Source: McKinsey & Co.
The Bermuda Triangle
The concerns of short-sellers are linked to the growth of what RIJ has called the Bermuda Triangle strategy, where three types of entities—life insurers that issue investment-like deferred annuities, asset managers that originate and/or distribute private market loans, and affiliated captive or offshore reinsurers—cooperate to raise annuity yields, enhance capital flows to private credit, and reduce the insurer’s surplus capital requirements.
The strategy has also been called “capital light” life insurance, “virtuous flywheel” or “permanent capital” approach to asset management. But the strategy works best when it takes place in relative darkness—inside a single holding company, in a state with weak insurance regulation, in Bermuda, and—most importantly—when it depends on the performance of slices of complex, illiquid, hard-to-price, actively-managed bundles of bespoke high-risk loans.
As Reuters reported:
“Concerns are not about a single blow‑up, but about potential structural vulnerabilities with the (private credit) asset class having much less regulation and oversight than the traditional banking system,” said Mediolanum International Funds head of fixed income Daniel Loughney.

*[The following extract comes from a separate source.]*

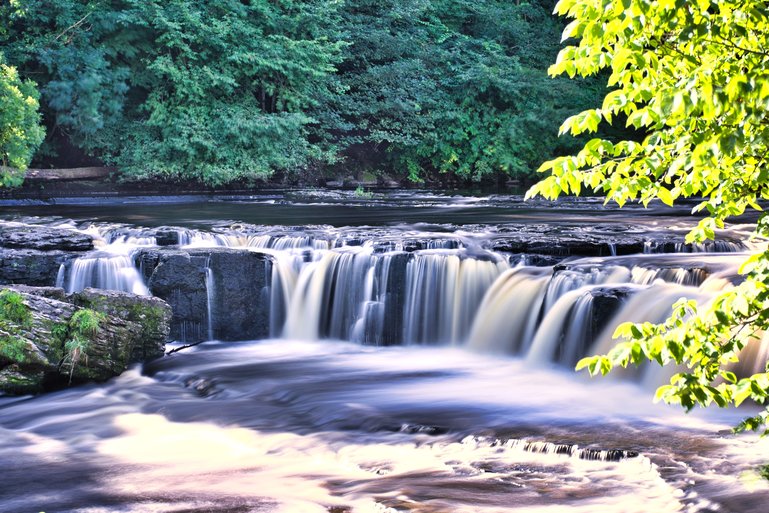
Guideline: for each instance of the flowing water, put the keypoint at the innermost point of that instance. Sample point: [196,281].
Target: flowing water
[419,360]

“Institutional exposure to the asset class has grown significantly over the past decade. Overall we see a problem brewing that will affect the life assurance markets, annuity markets and the asset management industry,” he said.

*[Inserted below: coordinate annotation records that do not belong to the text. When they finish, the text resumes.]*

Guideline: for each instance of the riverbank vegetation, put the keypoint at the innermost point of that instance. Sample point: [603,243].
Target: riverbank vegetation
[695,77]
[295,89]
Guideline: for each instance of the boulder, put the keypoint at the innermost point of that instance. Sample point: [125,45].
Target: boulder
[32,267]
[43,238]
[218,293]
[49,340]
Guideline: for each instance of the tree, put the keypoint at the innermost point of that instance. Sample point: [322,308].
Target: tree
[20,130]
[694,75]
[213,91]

“Life insurers owned by PE (private equity) firms are very long private assets and have very limited capital surplus available,” said Alberto Gallo, founder of hedge fund Andromeda Capital. The firm holds bets against insurers’ bonds.
Private credit holdings among U.S. life and annuity insurers more than doubled over the last 10 years, during a period of historically low official interest rates, according to ratings company and insurance industry specialist AM Best.

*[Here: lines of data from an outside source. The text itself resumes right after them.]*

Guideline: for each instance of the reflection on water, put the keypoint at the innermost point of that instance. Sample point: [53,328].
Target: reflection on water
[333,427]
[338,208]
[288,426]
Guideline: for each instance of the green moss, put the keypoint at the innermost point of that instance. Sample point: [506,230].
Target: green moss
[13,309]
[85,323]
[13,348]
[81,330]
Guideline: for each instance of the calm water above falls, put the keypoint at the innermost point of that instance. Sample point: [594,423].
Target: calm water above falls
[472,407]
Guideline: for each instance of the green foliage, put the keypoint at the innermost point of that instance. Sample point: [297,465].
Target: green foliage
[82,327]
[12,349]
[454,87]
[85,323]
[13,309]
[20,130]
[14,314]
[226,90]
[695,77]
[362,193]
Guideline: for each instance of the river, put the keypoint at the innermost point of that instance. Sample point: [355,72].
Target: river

U.S. life insurers have roughly 35% of their balance sheets tied up in private lending, the International Monetary Fund has reported, citing Moody’s data. This type of alternative credit offers higher yields and long-term steady returns, fitting the mandate of insurance companies, which try to match investment horizons with the timing of their payouts to contract owners over years or decades.
The S&P 500 U.S. insurance index, which includes life insurers, has fallen almost 5% so far this year versus a 4.7% rise for the broader S&P index.
Barclays analysts estimate that the collective earnings per share of 15 U.S. life insurance companies will drop by almost 7% over the course of this year, saying that markets appeared to be pricing in a “fairly severe” outcome, including either a recessionary backdrop or losses within private credit portfolios. However, they added that these concerns were overdone.
When looking at short bets against global insurance firms, the value grew by more than 60% in the 12 months to April 15, to over $31 billion, according to calculations by Reuters using S&P Global and LSEG data.
Short positions in Principal Financial Group soared more than 80% in the past year, hitting a peak of over 4% in March, while bets against Brighthouse Financial reached a record high of over 13% of the available stock on March 9, the ORTEX data showed. Both companies declined to comment. Short positions in Prudential rose to 3.27% from 1.96%.